Qpher uses AES-256-GCM (Galois/Counter Mode) for encrypting private keys at rest.

PropertyValue
AlgorithmAES-256-GCM
Key size256 bits (32 bytes)
IV size96 bits (12 bytes), unique per key file
AuthenticationBuilt-in (GCM provides integrity and authenticity)
Storage formatIV (12 bytes) followed by ciphertext (variable length)

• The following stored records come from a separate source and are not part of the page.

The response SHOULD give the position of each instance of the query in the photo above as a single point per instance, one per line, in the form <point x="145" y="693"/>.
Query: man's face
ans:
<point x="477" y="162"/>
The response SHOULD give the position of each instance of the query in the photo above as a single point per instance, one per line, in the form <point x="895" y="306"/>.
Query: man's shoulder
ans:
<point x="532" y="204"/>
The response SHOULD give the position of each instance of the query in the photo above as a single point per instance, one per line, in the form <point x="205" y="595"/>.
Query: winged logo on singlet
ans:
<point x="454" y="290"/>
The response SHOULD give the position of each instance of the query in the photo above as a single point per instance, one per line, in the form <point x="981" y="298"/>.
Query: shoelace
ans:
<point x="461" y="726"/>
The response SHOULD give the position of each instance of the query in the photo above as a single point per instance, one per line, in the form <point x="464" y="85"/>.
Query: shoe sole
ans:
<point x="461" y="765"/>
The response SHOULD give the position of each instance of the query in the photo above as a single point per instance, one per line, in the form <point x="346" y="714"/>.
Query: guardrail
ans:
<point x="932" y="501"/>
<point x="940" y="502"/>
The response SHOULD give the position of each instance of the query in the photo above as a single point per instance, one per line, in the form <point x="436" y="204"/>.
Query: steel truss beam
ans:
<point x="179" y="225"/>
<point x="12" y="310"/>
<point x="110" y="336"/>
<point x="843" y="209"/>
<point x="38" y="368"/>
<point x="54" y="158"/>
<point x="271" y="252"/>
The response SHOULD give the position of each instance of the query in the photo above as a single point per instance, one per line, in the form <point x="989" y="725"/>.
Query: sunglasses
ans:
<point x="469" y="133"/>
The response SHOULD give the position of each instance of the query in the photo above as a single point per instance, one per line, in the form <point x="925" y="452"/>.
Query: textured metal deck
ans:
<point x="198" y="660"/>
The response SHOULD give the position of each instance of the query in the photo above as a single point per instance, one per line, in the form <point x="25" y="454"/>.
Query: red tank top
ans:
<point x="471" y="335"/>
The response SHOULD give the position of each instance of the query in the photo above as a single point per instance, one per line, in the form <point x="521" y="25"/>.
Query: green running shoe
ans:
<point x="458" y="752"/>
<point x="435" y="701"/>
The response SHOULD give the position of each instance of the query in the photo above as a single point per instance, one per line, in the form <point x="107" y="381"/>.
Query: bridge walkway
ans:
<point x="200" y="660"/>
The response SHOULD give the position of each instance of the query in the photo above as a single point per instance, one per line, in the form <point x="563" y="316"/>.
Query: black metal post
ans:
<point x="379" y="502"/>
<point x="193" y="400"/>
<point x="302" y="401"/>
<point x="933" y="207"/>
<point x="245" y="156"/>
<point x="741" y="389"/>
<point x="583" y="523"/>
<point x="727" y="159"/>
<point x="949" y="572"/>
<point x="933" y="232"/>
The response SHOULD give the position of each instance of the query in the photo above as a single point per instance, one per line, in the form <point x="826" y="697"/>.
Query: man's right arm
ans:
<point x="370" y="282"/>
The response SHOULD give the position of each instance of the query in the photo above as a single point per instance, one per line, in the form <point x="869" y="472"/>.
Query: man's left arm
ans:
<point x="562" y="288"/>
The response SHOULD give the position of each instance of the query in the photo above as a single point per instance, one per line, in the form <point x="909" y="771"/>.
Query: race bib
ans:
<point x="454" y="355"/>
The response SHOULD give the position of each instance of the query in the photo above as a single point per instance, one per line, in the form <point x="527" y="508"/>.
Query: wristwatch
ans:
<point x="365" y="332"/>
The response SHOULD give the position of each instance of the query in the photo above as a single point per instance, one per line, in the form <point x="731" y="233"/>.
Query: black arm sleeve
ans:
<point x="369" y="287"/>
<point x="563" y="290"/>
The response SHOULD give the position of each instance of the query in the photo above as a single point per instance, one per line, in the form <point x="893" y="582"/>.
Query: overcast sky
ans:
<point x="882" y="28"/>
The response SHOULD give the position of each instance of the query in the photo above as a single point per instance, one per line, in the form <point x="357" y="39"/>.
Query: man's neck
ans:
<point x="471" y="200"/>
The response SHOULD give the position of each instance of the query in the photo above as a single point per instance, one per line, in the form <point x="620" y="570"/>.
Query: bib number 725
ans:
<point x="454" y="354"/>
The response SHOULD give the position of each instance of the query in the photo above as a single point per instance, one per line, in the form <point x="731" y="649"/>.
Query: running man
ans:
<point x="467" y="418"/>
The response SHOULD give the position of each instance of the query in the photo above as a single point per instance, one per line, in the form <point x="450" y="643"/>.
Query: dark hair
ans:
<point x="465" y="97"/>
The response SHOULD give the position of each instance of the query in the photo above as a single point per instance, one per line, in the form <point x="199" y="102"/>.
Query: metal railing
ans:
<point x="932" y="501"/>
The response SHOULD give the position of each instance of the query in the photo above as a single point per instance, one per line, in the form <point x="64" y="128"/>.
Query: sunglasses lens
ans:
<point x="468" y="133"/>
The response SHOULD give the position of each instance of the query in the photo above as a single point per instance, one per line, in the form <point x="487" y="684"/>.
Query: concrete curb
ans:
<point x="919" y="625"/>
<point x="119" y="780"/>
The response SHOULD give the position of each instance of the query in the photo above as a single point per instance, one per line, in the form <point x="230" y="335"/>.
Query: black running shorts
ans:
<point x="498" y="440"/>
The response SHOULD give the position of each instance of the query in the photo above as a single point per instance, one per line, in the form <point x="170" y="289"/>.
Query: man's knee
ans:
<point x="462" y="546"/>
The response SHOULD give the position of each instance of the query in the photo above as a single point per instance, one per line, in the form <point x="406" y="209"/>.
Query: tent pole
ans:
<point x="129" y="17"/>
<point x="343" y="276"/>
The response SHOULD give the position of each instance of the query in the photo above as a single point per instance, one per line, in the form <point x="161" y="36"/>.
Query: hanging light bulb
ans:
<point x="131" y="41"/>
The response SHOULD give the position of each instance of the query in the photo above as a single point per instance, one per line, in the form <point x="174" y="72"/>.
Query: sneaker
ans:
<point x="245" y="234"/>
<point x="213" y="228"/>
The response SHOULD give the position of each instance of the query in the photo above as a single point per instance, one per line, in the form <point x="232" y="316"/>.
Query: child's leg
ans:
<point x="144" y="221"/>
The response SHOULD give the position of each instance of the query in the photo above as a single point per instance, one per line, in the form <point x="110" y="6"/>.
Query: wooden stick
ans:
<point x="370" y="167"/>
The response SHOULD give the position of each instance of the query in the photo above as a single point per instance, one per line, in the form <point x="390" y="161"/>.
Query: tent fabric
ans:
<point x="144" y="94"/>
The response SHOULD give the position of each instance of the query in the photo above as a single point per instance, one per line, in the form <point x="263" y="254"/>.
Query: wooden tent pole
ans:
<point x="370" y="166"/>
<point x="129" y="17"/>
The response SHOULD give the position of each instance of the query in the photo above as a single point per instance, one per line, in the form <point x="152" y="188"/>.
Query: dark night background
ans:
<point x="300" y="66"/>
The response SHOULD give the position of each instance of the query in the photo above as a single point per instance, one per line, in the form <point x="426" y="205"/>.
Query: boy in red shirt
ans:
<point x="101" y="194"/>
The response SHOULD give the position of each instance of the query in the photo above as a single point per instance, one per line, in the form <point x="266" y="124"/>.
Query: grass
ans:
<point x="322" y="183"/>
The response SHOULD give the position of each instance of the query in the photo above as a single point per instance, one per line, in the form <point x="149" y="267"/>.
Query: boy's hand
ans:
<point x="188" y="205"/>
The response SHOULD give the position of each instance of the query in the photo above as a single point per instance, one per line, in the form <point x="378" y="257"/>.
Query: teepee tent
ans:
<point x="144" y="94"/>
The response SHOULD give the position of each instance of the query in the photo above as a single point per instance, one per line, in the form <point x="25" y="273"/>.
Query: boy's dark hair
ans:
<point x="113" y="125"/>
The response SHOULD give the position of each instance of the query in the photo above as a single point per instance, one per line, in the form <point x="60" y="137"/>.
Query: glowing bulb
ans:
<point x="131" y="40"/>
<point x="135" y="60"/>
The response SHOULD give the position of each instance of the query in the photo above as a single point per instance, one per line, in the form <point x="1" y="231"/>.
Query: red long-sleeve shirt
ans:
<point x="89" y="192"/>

GCM is an authenticated encryption mode, which means it protects both confidentiality and integrity. If anyone tampers with an encrypted key file, the decryption will fail with an authentication error rather than producing corrupted output.

Why AES-256-GCM?

AES-256-GCM is widely considered quantum-resistant for symmetric encryption. While Grover's algorithm could theoretically reduce the effective key strength to 128 bits, 128-bit security remains far beyond practical attack capabilities.

Key Encryption Key (KEK)

The KEK is the master key that protects all private keys on disk.

PropertyRequirement
Format64-character hexadecimal string (256 bits)
Source (production)Secrets manager (AWS Secrets Manager, HashiCorp Vault, or GCP Secret Manager)
Source (development)Environment variable QPHER_KEY_ENCRYPTION_KEY
AccessOnly the KMS-Orchestrator process
RotationRequires re-encrypting all stored private keys

KEK Security

The KEK is loaded into the KMS-Orchestrator's memory at startup. It is never written to disk in plaintext, never logged, and never transmitted over the network.

KEK Protection

The KEK is the root of trust for all private keys. If it is compromised, an attacker with access to the encrypted key files could decrypt them. Use a dedicated secrets manager in production and restrict access to the KMS-Orchestrator service account only.

How Decryption Works

When a cryptographic operation requires a private key (for example, decrypting a ciphertext or signing a message), the KMS-Orchestrator performs these steps:

  1. Look up the key record in the database to find the private_key_handle (file path).
  2. Verify the key's status allows the requested operation (active or retired).
  3. Read the encrypted key file from disk.
  4. Split the file contents into the IV (first 12 bytes) and the AES-GCM ciphertext.
  5. Decrypt using the KEK and the IV.
  6. Perform the requested PQC operation (decapsulate or sign) with the decrypted private key.
  7. Return only the operation result (plaintext or signature) to the caller.
  8. The decrypted private key exists only in memory for the duration of the operation.

File Storage Layout

/var/lib/qpher/keys/
{tenant-id-1}/
Kyber768/
1.key <-- AES-256-GCM encrypted (version 1)
2.key <-- AES-256-GCM encrypted (version 2)
Dilithium3/
1.key <-- AES-256-GCM encrypted (version 1)
{tenant-id-2}/
...
  • Each tenant has an isolated directory.
  • Each algorithm has a subdirectory.
  • Each key version is a separate encrypted file.
  • Directory permissions: 700 (owner only).
  • File permissions: 600 (owner read/write only).

Tamper Detection

Because AES-256-GCM provides authenticated encryption, any modification to an encrypted key file is detected immediately. If a file has been tampered with:

  • The GCM authentication tag verification fails.
  • The KMS-Orchestrator refuses to use the key.
  • An error is returned to the caller, and an audit event is logged.

This prevents an attacker from silently replacing a key file with a key they control.